I took the sense-weave from her hands and examined it. It was a delicate, even a beautiful thing; as delicate and beautiful as this entire project. “Ingenious,” I said. “But can it work? Implanted memories… they’ve been tried before, with indifferent success.”

“We learned from those early trials, first citizen. We’ve made skinware replicas of your parents, running level five AI constructs of their personalities. They will reinforce the implanted memories through routine and repetition, and at the same time give the clone a reasonable facsimile of your actual upbringing. Well –” She rolled her eyes. “– that is, if you’d grown up on a warship instead of in a London suburb.”

I shook my head in admiration. She had thought this through with astonishing clarity and equally astonishing ruthlessness. “I follow the logic, doctor. At least, I believe I do. In order to take command of Sword, the clone will need to be a perfect genetic copy of me…”

“… and in order to complete your grand design, he’ll need to be a perfect psychological copy. Your doppelganger, not just in the brute arithmetic of base pairs but also in vision and experience and wisdom.”

I nodded. It was an inadequate response, but I had no words suitable to the occasion. The doctor’s eloquence had momentarily disarmed my own. For the first time, and in the space of a few moments, my hopes became certainties. This would work. Whatever the outcome of the current war, all would yet be well. The great scheme to which I had sacrificed my entire life, and countless other lives, was not abandoned but only postponed.

In the crucible of time, the meretricious and the ignoble are by gradual and inexorable process sublimed away.

Albion.

Albion would rise again.

I put the sense-weave on my head. The terminals grew warm at once. The moments of my existence unfolded, as vivid and clear as when I’d experienced them the first time. I lay back and lived them.

 

 

36

 

 

“Koli!” Cup yelled. “What’s the matter. What’s wrong with you?”
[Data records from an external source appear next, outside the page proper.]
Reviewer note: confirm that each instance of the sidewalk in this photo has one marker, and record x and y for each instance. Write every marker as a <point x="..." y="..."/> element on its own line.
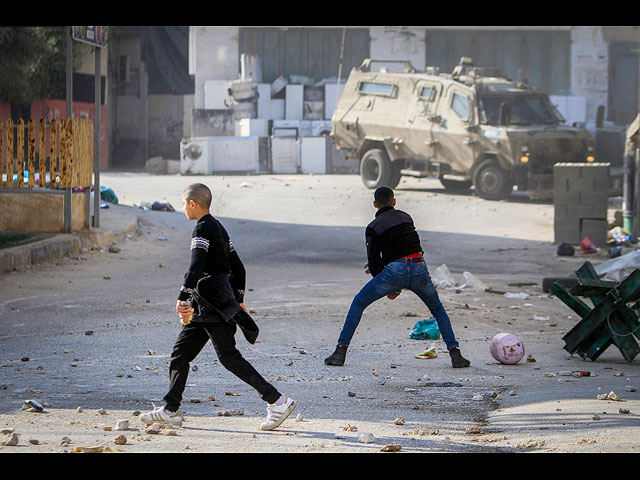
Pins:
<point x="116" y="222"/>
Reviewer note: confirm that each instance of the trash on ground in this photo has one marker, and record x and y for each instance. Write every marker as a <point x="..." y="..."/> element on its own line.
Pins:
<point x="430" y="352"/>
<point x="610" y="318"/>
<point x="32" y="406"/>
<point x="617" y="269"/>
<point x="521" y="295"/>
<point x="391" y="448"/>
<point x="366" y="437"/>
<point x="162" y="206"/>
<point x="108" y="195"/>
<point x="506" y="348"/>
<point x="566" y="249"/>
<point x="426" y="329"/>
<point x="587" y="246"/>
<point x="442" y="277"/>
<point x="473" y="282"/>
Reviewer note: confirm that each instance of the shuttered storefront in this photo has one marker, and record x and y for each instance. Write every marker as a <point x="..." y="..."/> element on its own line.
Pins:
<point x="312" y="51"/>
<point x="542" y="56"/>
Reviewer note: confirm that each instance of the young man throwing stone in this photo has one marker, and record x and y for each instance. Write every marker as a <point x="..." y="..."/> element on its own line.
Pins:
<point x="396" y="262"/>
<point x="212" y="312"/>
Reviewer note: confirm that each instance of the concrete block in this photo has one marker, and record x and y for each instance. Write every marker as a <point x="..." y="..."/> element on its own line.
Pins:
<point x="602" y="184"/>
<point x="594" y="198"/>
<point x="567" y="170"/>
<point x="569" y="236"/>
<point x="566" y="198"/>
<point x="580" y="184"/>
<point x="594" y="170"/>
<point x="595" y="229"/>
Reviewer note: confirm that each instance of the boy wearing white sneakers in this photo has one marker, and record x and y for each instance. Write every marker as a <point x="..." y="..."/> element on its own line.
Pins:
<point x="213" y="256"/>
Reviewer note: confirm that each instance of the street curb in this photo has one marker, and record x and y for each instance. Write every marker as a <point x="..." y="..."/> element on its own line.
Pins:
<point x="63" y="245"/>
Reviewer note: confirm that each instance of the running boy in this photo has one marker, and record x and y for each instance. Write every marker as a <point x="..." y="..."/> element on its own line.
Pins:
<point x="211" y="253"/>
<point x="395" y="260"/>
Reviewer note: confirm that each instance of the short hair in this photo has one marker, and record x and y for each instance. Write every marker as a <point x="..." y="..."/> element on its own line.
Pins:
<point x="383" y="196"/>
<point x="199" y="193"/>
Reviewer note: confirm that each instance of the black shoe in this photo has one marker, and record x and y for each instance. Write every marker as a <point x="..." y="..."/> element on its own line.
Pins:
<point x="337" y="357"/>
<point x="457" y="360"/>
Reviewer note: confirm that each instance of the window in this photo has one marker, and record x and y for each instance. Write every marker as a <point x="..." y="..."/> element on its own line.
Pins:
<point x="371" y="88"/>
<point x="460" y="105"/>
<point x="427" y="93"/>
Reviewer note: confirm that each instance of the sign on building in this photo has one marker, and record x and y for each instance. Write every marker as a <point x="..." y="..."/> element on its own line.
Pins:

I had gone down on my knees, then on all fours. My head was pressed against the cold metal of the floor. “Re…” I tried to say. “Rec…” The word wouldn’t come out. It was Stannabanna’s word anyway, not mine. Recursion. Inside the memories of his that I was made to remember, he was made to remember memories of his own. Some of that was stuff I’d already got, so it was thoughts within thoughts within thoughts, pressing on each other until my head felt like it had got to break open and my brain spill out.